We started a symposium to celebrate the Journal of Law and Political Economy’s second issue! As with the first issue, the authors of all the articles will publish short versions of their arguments here at the blog.

Steve Vogel began the symposium by summarizing his work on how regulatory shifts have played a role in deepening inequality in the neoliberal era.

Then Maxine Eichner traced the history of the idea that families should rely on markets for their wellbeing–finding that the concept is of much more recent vintages than many accounts of the “American character” would have it.

And Jamie Peck analyzed the relationship between the neoliberal thought collective and their favorite state: Hong Kong.

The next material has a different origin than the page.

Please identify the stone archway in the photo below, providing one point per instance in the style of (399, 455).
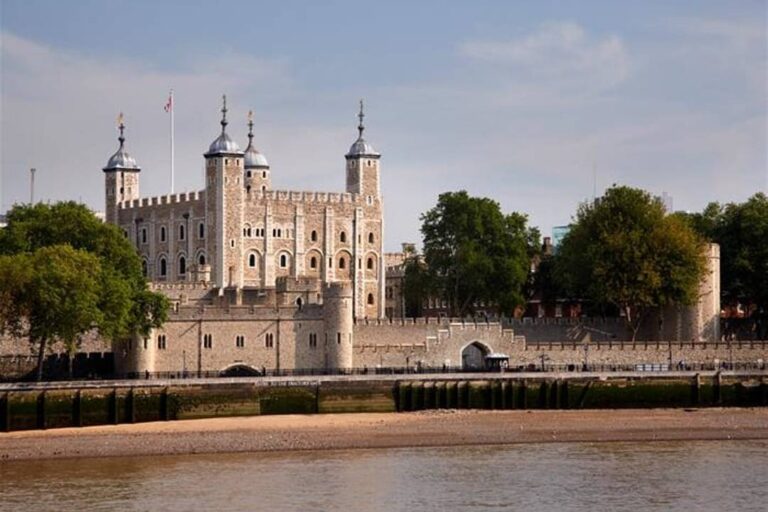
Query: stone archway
(473, 356)
(240, 370)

We also allowed William Boyd to interrupt the symposium with his timely analysis of the way that shifts in market governance deepened the electricity crisis in Texas, and what that crisis can teach us about price governance more generally.

In LPE Land

The Democracy Beyond Neoliberalism conference continues! Today’s Blog-editor-stocked panel is on “Moral Economy after Consumer Sovereignty.” Next week features both “The Political Economy of Motherhood” and “Transforming Private Control over Public Production.” And more to come!

Elsewhere on the Internet

Sam Aber

About a month ago I wrote about a suit the ACLU, along with a variety of Chicago-area nonprofits, had brought against Clearview AI in Illinois. Now Clearview is being sued again, this time in California, by immigrants’ rights groups Mijente and NorCal resist.  

Last week the Eighth Circuit struck down Arkansas’s anti-BDS law. The law, like those passed in almost 30 other states in the past seven, had required any companies contracting with state entities to pledge not to boycott Israel.

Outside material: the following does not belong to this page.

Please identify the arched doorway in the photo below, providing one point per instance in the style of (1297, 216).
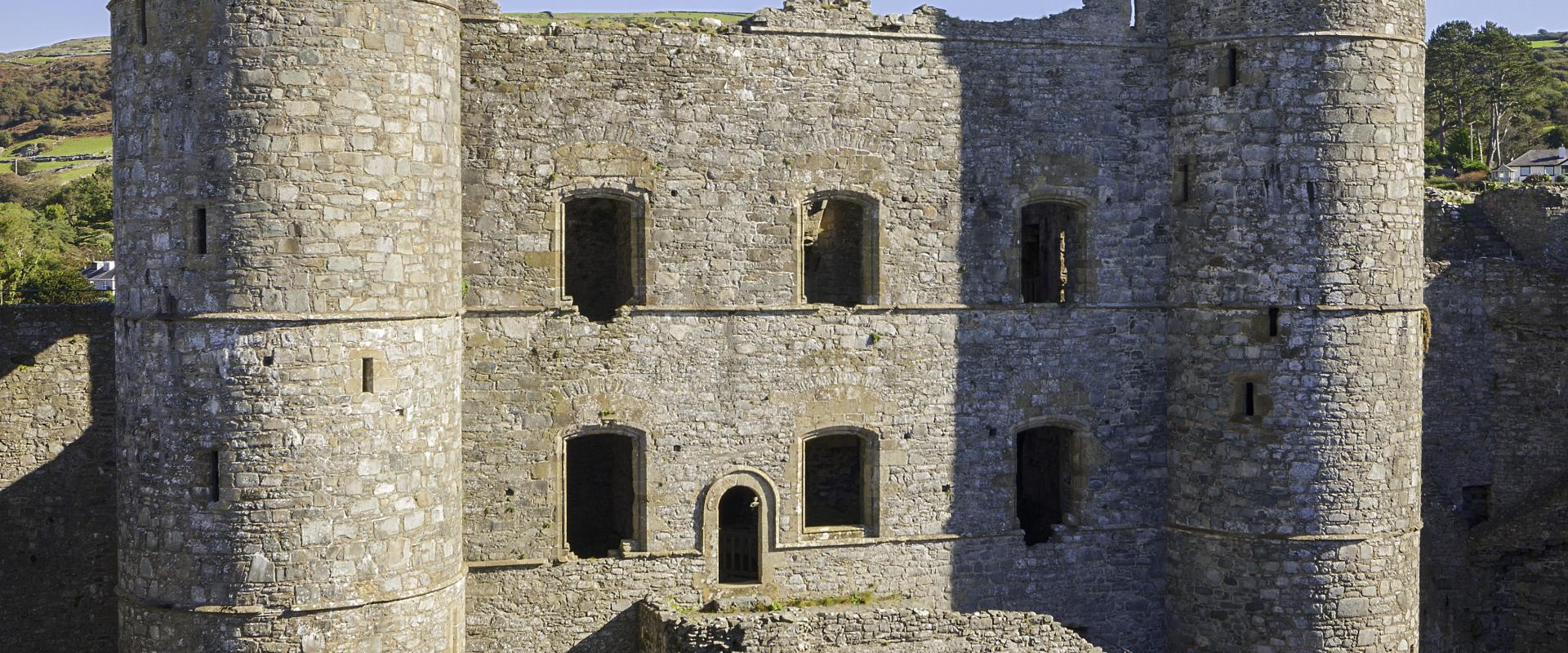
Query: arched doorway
(739, 536)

The Biden administration continues to push for the extradition of Julian Assange in order to prosecute him under the Espionage Act. If they succeed in doing so they’ll create a dangerous precedent for journalists and other publishers of classified information, even when they aren’t themselves responsible for the leaks.On a whim this week I picked up Michael Herr’s great Vietnam War book Dispatches, which had been staring at me from my bookshelf ever since I grabbed it off the giveaway rack in the Penguin Random House offices, where I used to work. I also just received Sonia Rolland and David Trubek’s recent book, Emerging Powers in the International Economic Order, which I’m looking forward to digding into. And I’ve been tormenting my roommates by saying the word “geoeconomics” at them a lot, in part because I love a jargony coinage, in part because I think there’s something exciting about the prospect of an international economic order that moves to a logic other than that of neoliberalism. Of course, it isn’t at all clear that the coming order will be any better, but there may be new terrain for strategic intervention by activists, workers, and the nations and classes that have historically gotten the worst of neoliberal globalization. Maybe people should send me some blog posts about that.

Caroline Parker

This is an incredible post by Alyssa Battistoni connecting the struggle against fossil capital (“oil abolition”) to other abolition struggles against prisons and policing. Both, she argues, require redirecting the repressive power of the state that currently protects property value.
And a lawsuit was filed in Ontario this week challenging the province’s “ag-gag” law that was passed last year prevent whistleblowers in the food system . The “Security from Trespass and Protecting Food Safety Act” and modeled on state laws from the U.S. that Matt Liebman wrote about for the LPE of Meat series. While these laws have consistently been ruled unconstitutional, they demonstrate the political power that the meat industry wields in state and provincial legislatures.